Il est des existences qui ressemblent à des romans, des vies traversées d'un souffle romanesque. Le destin de Mungo Park, explorateur écossais en est un magnifique exemple.
En écrivant ce premier roman, Water Music, T.C. Boyle pourrait présenter une certaine facilité à se pencher sur la vie de ce jeune explorateur écossais dont il entreprend de retracer quelques épisodes magnifiques dans sa mission à la recherche de la source du fleuve Niger.
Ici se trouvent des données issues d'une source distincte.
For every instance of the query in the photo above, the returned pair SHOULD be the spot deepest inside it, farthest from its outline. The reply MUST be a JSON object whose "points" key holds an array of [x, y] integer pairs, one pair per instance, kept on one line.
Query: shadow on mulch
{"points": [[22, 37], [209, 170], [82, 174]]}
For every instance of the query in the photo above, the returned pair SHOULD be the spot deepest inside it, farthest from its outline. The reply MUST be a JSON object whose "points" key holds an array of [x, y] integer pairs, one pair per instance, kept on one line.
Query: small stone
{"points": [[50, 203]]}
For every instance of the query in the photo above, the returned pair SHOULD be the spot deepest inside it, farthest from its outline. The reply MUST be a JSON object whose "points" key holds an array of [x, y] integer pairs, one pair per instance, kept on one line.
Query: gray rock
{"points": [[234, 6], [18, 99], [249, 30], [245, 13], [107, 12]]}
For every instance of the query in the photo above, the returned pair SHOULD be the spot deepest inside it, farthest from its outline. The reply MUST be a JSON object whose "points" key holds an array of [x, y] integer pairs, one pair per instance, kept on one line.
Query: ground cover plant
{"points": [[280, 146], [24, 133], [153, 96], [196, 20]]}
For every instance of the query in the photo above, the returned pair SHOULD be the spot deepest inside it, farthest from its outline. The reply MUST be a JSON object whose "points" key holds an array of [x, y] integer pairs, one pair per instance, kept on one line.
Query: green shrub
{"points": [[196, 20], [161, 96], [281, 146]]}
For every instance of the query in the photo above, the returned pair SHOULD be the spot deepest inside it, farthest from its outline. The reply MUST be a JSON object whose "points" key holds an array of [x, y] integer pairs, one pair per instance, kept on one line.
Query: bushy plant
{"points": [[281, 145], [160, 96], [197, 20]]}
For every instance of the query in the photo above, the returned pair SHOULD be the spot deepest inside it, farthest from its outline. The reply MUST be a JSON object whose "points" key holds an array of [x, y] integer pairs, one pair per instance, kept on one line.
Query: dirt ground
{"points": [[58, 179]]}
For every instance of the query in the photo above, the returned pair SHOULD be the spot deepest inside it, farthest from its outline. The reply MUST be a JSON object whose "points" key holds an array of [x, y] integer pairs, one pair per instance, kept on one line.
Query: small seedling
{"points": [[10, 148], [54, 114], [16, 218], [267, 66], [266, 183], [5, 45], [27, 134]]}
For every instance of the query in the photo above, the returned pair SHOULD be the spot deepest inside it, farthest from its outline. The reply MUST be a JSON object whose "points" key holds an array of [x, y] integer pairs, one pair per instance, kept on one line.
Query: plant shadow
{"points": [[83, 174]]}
Se pencher, observer, recueillir, poser les faits sur des pages d'écriture, et hop ! Voilà l'affaire conclue !
À quel moment, la biographie s'éloigne-t-elle vers la fiction comme une barque glissant justement sur un fleuve, au hasard appelons-le Niger ? Et de cette barque qui dérive, l'auteur sur la rive tente de continuer à en décrire les contours, la forme, les occupants, il court sur la berge, l'observation devient moins fine, il la devine peut-être à travers la brume qui remonte de l'eau du fleuve, entend les chants sur l'autre rive, bientôt il ne voit plus la barque, alors il lui faut imaginer ce qu'elle est advenue, le chemin qu'elle a peut-être parcouru, plus loin...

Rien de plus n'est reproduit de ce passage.